IPP initialization issue with .NET

IPP initialization issue with .NET

When I run this code, 7 is written to the console (SSE 2 is enabled). If I run some FFT methods and re-run initialization, I get 3295 (SSE 4.2). What can I do to get consistent results from this API?

I am using .NET 4.0 with P/Invoke signatures for all methods used below:

class Program
{
static void Main(string[] args)
{
IppCpuType cpuType = core.ippGetCpuType();
core.ippInitCpu(cpuType);
if (cpuType == IppCpuType.ippCpuAVX)
core.ippEnableCpu(cpuType);

core.ippInit();

ulong features = core.ippGetEnabledCpuFeatures();

Console.WriteLine(features);
}
}

Thank you,
Greg Chernis

16 posts / 0 new
Last post
For more complete information about compiler optimizations, see our Optimization Notice.

As far as I know there is an issue with ippInit function ( a bug was detected several days ago ). What instruction set do you want to use, SSE2 or SSE4?

This is a follow up and please take a look at:

Forum Topic: Load and Unload issues with Waterfall DLLs ( Instruction Set specific )
Web-link: software.intel.com/en-us/forums/topic/385488

Hello Sergey,

I have access to Westmere and Sandy Bridge Xeon-based machines. I'd like to use SSE 4.2 or AVX, whichever is available.

Thank you,

-Greg Chernis

Also, I don't see how the mentioned issue is related to the issue I am having...

Hi Gregory,

>>...If I run some FFT methods and re-run initialization, I get 3295 (SSE 4.2).

I checked ippdefs.h header:
...
typedef enum {
...
ippCpuSSE42 = 0x45, /* Processor supports Streaming SIMD Extensions 4.2 instruction set */
ippCpuAVX = 0x46, /* Processor supports Advanced Vector Extensions instruction set */
...
} IppCpuType;
...
and I don't see any code / number that matches to 3295. So, could you explain how did you get it?

>>...What can I do to get consistent results from this API?

Ideally, I would use initialization ( with ippInit ) at the beginning and would not do re-initialization until all processing is completed.
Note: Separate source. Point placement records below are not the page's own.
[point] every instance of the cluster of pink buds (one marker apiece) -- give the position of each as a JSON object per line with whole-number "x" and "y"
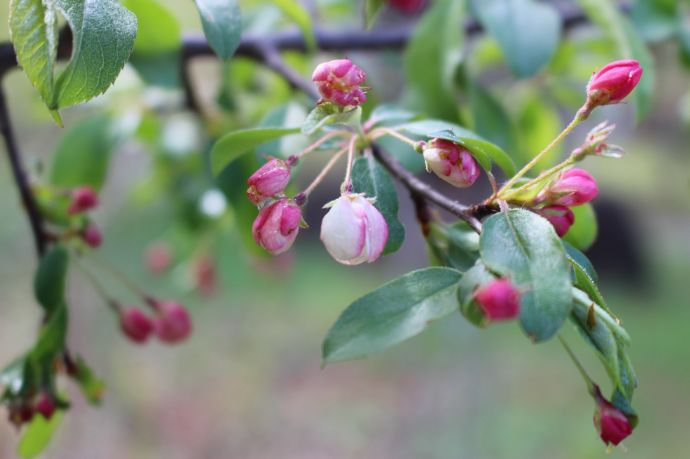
{"x": 573, "y": 187}
{"x": 171, "y": 322}
{"x": 451, "y": 162}
{"x": 613, "y": 83}
{"x": 498, "y": 300}
{"x": 613, "y": 425}
{"x": 340, "y": 82}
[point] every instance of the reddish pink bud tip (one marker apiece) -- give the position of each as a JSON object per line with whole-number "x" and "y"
{"x": 83, "y": 198}
{"x": 407, "y": 6}
{"x": 561, "y": 217}
{"x": 45, "y": 405}
{"x": 499, "y": 299}
{"x": 451, "y": 162}
{"x": 613, "y": 425}
{"x": 172, "y": 323}
{"x": 269, "y": 180}
{"x": 353, "y": 230}
{"x": 339, "y": 81}
{"x": 92, "y": 236}
{"x": 158, "y": 258}
{"x": 276, "y": 227}
{"x": 136, "y": 325}
{"x": 612, "y": 83}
I'd like to understand why do you need to re-initialize IPP libraries after some processing is done?

IPP Architecture Reference Manual, Volume 1 talks about GetEnabledCpuFeatures() as a method that returns a set of flags, also described in ippcore.h.  They are the same flags as in GetCpuFeatures().  3295 or CDF (Hexadecimal) has the bit for SSE 4.2 set.  That's how I know that all is well.  It appears that I can get 7 (represents SSE 2 only) right after initialization, but things get better (SSE 4.2) when I run initialization code again.
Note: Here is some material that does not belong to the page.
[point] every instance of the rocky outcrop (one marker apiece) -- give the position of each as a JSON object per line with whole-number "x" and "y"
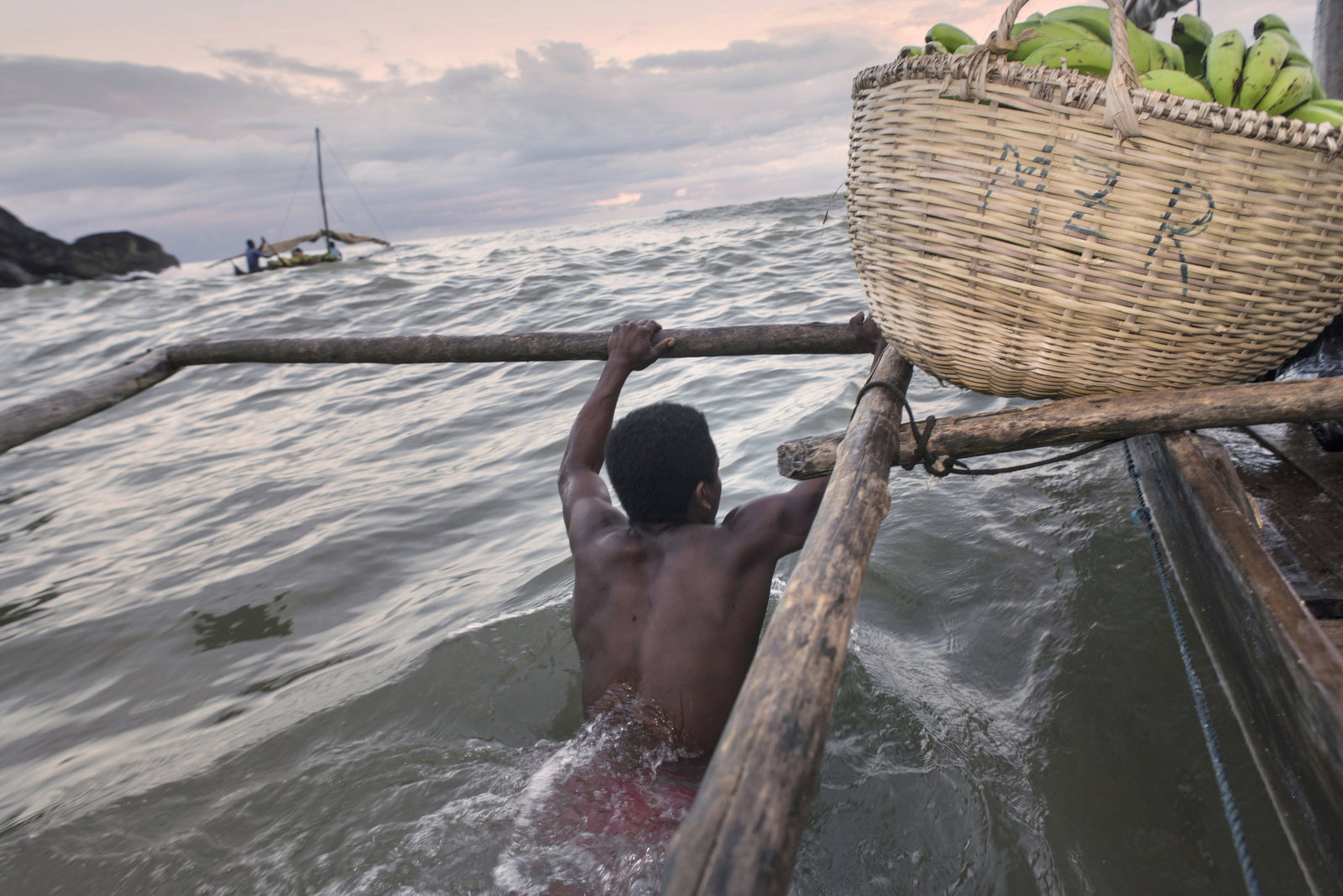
{"x": 120, "y": 253}
{"x": 31, "y": 257}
Thanks for looking at this with me,

-Greg

I should also mention that the problem is intermittent, though reproducible.

Hi Greg,

you should use ippInit() function only, don't use EnableCPU at all - this one has been already deprecated and does nothing. Also it is not clear for me from your code the purpose of calling InitCPU - you are mixing 2 different methods - CpuType (deprecated approach - don't use it) and CpuFeatures. All what you need - (1) call ippInit (2) then call GetCpuFeatures - all other calls in your initialization code are unnecessary

regards, Igor

Igor,

You're probably looking at a manual different from the one I am inspecting ( Document number A24968-036US).  This particular manual does not specify deprecation in the same way as you do.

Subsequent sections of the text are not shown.